How does Bing extract the best answer to any question from the hundreds of billions of pages on the web? Find out here.
In today’s post, we get the low-down from Ali Alvi Q&A / featured snippet team lead at Bing.
Alvi’s official title is “Principal Lead Program Manager AI Products, Bing”
Read that twice and you’ll get a good idea of how much more this interview contains than “just” how to get a featured snippet.
During the podcast interview, I was looking to get an insight into how Bing generates the Q&A (featured snippet in Google-speak)…
That means I was asking how they extract the best answer to any question from the hundreds of billions of pages on the web.
I got that.
Q&A / Featured Snippets
Firstly (and the raison d’etre) of this interview – I wanted to have an informative chat with someone from the team that works on the algorithm to generate the best possible answer. (Answer Engine Optimization is my thing.)
Descriptions (Snippets That Aren’t Featured)
Unexpectedly, I also got an insight into the algorithm that generates the descriptions used under the traditional blue links.
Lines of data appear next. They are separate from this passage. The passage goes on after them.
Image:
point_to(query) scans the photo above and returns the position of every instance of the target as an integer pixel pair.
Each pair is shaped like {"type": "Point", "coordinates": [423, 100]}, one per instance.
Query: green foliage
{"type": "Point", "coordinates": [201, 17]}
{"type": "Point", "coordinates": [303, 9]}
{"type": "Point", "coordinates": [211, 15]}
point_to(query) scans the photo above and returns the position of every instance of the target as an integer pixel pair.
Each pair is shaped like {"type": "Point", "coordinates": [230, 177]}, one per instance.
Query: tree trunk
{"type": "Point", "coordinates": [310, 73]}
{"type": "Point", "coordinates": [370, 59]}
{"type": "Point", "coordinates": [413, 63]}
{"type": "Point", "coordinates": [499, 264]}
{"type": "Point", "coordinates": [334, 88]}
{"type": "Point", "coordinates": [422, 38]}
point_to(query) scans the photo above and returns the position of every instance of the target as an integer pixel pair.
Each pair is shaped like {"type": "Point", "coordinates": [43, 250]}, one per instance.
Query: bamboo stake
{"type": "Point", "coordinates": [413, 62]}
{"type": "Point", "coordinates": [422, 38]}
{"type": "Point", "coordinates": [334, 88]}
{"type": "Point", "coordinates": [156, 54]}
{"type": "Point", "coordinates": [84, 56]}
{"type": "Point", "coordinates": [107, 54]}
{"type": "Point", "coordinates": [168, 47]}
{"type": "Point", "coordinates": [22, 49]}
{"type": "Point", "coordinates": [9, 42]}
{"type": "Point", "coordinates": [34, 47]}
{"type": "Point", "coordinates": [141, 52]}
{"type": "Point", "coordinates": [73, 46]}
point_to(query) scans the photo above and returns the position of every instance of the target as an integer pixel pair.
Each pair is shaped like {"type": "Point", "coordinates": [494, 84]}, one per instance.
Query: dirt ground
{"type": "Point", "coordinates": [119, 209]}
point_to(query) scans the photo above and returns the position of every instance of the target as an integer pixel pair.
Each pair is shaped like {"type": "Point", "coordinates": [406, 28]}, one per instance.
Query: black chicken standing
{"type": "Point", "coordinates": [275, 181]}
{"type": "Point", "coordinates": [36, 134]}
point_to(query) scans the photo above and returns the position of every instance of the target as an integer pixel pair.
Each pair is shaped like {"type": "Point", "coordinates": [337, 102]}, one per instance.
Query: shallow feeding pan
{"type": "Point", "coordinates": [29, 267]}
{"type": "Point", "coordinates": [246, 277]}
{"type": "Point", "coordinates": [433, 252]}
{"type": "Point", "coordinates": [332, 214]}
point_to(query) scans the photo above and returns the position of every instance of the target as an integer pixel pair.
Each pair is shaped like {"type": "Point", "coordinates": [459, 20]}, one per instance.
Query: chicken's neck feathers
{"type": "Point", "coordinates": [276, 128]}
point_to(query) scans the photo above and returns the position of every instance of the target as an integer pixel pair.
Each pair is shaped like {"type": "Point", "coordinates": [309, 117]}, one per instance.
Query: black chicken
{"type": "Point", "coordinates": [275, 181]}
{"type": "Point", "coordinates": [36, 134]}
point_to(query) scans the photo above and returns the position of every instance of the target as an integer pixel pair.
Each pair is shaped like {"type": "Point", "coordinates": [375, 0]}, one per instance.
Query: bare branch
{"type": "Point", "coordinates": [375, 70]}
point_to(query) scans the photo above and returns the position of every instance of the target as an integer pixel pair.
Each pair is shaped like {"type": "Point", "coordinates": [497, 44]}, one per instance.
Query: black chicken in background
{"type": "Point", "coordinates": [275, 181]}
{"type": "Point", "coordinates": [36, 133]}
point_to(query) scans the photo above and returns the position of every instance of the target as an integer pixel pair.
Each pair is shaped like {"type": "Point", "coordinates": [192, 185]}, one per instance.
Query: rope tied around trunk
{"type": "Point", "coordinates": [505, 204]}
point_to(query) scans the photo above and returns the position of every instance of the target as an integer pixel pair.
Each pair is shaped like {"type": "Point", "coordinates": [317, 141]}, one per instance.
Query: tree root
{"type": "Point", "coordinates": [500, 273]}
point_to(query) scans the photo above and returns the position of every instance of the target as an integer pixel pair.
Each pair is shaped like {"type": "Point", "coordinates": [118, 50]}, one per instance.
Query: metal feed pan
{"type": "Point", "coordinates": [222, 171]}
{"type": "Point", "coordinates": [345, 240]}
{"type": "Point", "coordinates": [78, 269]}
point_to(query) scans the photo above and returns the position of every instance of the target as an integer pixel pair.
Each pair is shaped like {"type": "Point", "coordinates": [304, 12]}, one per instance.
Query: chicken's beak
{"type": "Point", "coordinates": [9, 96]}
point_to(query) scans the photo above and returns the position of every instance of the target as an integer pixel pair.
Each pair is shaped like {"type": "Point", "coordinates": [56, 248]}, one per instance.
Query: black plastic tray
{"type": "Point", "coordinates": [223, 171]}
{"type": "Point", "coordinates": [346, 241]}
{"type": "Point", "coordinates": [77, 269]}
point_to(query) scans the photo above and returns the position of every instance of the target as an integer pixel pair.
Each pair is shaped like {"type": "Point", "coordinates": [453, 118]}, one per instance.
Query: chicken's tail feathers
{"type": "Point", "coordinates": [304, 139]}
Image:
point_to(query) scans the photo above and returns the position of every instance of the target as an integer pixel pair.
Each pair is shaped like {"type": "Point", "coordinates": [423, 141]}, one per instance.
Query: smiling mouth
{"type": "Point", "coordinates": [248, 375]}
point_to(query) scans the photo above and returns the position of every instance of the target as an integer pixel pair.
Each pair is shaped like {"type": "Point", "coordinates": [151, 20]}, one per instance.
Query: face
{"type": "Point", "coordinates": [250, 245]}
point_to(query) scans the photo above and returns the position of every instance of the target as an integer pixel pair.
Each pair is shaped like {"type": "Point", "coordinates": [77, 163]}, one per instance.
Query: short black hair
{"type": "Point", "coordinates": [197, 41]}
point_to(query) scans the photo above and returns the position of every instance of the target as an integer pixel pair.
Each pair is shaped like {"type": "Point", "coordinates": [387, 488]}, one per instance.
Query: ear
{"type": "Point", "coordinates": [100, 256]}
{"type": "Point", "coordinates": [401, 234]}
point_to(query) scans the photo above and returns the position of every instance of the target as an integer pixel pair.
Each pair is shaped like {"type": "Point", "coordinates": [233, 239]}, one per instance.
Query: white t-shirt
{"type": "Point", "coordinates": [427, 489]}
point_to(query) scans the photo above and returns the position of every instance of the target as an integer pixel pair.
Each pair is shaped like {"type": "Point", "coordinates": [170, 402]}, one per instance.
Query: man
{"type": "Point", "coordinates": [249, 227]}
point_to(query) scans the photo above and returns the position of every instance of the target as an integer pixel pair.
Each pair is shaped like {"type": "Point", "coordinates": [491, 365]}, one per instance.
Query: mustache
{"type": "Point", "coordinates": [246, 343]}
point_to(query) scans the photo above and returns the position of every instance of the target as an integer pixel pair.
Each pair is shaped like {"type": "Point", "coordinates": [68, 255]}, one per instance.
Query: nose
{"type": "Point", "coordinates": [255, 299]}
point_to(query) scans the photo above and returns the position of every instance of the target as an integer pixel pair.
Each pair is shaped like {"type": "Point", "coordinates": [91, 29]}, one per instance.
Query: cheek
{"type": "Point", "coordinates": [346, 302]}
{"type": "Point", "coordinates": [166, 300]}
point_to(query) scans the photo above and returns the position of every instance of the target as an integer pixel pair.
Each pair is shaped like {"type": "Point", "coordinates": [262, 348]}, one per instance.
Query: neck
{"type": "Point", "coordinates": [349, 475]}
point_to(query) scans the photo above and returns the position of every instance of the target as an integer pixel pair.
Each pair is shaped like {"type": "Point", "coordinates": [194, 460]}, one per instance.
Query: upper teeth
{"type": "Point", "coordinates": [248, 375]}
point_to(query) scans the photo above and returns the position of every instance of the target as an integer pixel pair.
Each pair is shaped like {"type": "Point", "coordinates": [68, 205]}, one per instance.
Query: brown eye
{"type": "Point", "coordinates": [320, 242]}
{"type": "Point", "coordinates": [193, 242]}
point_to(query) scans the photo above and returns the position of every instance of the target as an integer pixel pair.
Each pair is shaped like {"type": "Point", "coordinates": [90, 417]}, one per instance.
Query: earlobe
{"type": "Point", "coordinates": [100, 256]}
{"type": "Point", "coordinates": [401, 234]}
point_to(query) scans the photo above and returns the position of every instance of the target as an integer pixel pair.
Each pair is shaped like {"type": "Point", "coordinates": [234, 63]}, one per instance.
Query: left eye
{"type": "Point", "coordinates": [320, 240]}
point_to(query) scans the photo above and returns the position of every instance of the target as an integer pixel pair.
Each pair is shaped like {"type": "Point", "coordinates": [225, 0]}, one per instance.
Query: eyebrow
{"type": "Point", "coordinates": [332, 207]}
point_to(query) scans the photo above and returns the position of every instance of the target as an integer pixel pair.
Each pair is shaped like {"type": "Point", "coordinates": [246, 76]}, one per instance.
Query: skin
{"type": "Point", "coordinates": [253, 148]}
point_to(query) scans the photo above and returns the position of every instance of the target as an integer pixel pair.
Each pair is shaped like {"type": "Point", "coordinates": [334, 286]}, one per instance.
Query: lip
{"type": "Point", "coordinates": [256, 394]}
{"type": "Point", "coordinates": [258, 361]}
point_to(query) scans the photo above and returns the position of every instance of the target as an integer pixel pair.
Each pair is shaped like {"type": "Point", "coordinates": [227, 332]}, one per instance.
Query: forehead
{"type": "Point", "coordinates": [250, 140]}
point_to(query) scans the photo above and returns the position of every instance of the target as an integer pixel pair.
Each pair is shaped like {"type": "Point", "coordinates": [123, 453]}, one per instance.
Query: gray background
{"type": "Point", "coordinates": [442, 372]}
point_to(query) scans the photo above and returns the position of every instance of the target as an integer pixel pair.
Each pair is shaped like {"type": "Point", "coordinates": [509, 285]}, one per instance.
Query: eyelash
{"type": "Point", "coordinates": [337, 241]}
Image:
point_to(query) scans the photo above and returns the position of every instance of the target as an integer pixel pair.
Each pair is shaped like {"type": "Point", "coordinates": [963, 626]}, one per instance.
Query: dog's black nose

Turns out that the two are intimately linked.
Alvi (under) states that beautifully – for Q&A, Google uses the term “featured snippets.”
So those results right at the top, front and center are simply blue link snippets that are featured.
Blindingly obvious, once you fully digest the idea that the text below the blue links are not “glorified meta descriptions”, but summaries of the page adapted to address the search query.
Why Meta Descriptions Don’t Affect Ranking
Meta descriptions have no effect on rankings.
Because they moved that to a different algorithm years ago.
Possibly when they told us they no longer took them into consideration. Oh jeez.
SEO experts over-optimize meta descriptions.
Everyone else fails to provide one.
Either way, site owners are doing a bad job.
Bing and Google cannot rely on us to accurately summarise our own pages.
Now you know how Bing creates the ‘blue link descriptions’ when it doesn’t like your meta description.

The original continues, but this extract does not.